Congress overall is doing even worse with California voters, with an approval rating sagging to 30 percent or below for only the seventh time in the past 15 years, the poll of 1,201 registered voters found. Both Pelosi, the San Francisco Democrat who became speaker this year, and Congress as a whole have fallen short of voter expectations since taking over both houses, poll director Mark DiCamillo said.
The failures of the Dem led Congress are dragging down support for all the Democrat office holders in CA. Check out the other numbers on Boxer and Feinstein in the article – too fun. Seems they are only good at griping, not producing results.

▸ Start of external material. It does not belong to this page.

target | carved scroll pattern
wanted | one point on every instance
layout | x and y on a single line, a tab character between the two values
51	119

And the in-fighting in the Democrat party is getting quite intense as the far left keeps pulling away from what is left of the moderate middle in the Democrat Party. Pelosi is overseeing a Mad House and performing worse than the GOP. I am not sure voters are going to be rewarding them for failure in 2008. The GOP just was not this bad.
Kos kids call Feinstein and extreme right winger. So just how far left is this mainstream they claim to be.
Not only is the failure of the Democratic party to hamper our effort in Iraq turning off the far left, the attempt thereof is making the larger, less strident “middle-left” increasingly embarrassed. At work, many of us are Bush supporters, and those known Democrats we talk politics with, once triumphant, are now ashamed to call themselves Democrats. Their metamorphosis has been startling to watch, and it has to do with what AJ is pointing out in this post.
The pivotal factor for them seems to be not so much policy, but personality. The current crop of Democrats running for the presidency share one ominous trait: they all dodge questions, and seem to have no core conviction. The Republicans, meanwhile, say what they believe, and thus reveal themselves willingly. This is not going unnoticed at the water cooler.
We on this forum know that the Democratic party has become a conglomeration of juxtaposed factions; enviros vs unions, elitists vs the common man, teachers vs parents, the public vs the private sphere, and trial lawyers vs just about everybody. A Democrat running for office thus has to talk out of both sides of the mouth, and the contrast with Republicans is becoming more and more clear. Those whose votes are sought by the Democrats are finding it just as difficult to understand what their candidates really believe as we do, and it’s giving them a queasy feeling. In the end, none of them may pull the lever for a Republican, what I am describing here could dampen turnout, however. Personality could win out over policy, especially among those Democrats who have resentfully watched the netroots replace them in influence within the party.
GWOOD has it right “personality could win out over policy”— this is Bill Clinton’s formula for success and the problem with an American public caught up in the American Idol frenzy when it comes to choosing leaders. After all, what the hell can John Edwards or Barack Obama offer to anyone as leader of the free world—-they are merely pretty boys (to some) serving as foils so the Democrats think they have a choice in selecting Hillary—-sorry Donks but the vast left wing conspiracy has chosen her already. Fortunately, this woman has no personality, at least not one anyone in their right mind would want to be around. So let’s hope the voting public remains in American Idol mode.
She made promises she could not keep.